For reform to succeed, plantation workers must be recognised not merely as a labour force but as stakeholders with rights, aspirations and a legitimate claim to share in the benefits of development. Housing ownership, secure land tenure, quality education, vocational training and entrepreneurship need to be built into the reform process from the outset. The government’s commitments to the Malaiyaha Tamil community therefore need to be incorporated into every stage of the reform process. On the contentious question of land, the government should consider establishing an independent national land commission. Such a body should include respected government officials, professionals and representatives from all ethnic and religious communities. It should review land policy comprehensively, develop transparent principles for allocation and use, ensure fairness in decision making and provide a trusted mechanism for resolving disputes. A credible land commission would help build public confidence that land reforms are being undertaken in the national interest rather than for the benefit of particular groups.
The correction of historic injustices should not be viewed as a concession to one community.
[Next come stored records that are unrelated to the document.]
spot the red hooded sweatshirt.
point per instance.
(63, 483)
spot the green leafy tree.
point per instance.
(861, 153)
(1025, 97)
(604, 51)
It should be understood as an investment in national unity, because societies do not become stronger by maintaining the exclusion of those they have wronged. On the contrary, they become stronger by ending it. The first great injustice committed against an ethnic minority after independence cannot be undone. But its consequences can be addressed, and doing so would strengthen reconciliation, enhance social cohesion and bring Sri Lanka closer to the vision of a country in which all communities live with equal dignity and equal hope. This is what the Vesak messages of the President and Prime Minister promised. The plantation reform now underway is the moment to make good on that promise not in words alone, but in sustained policy that endures beyond any single government and reaches the people who have waited longest for it.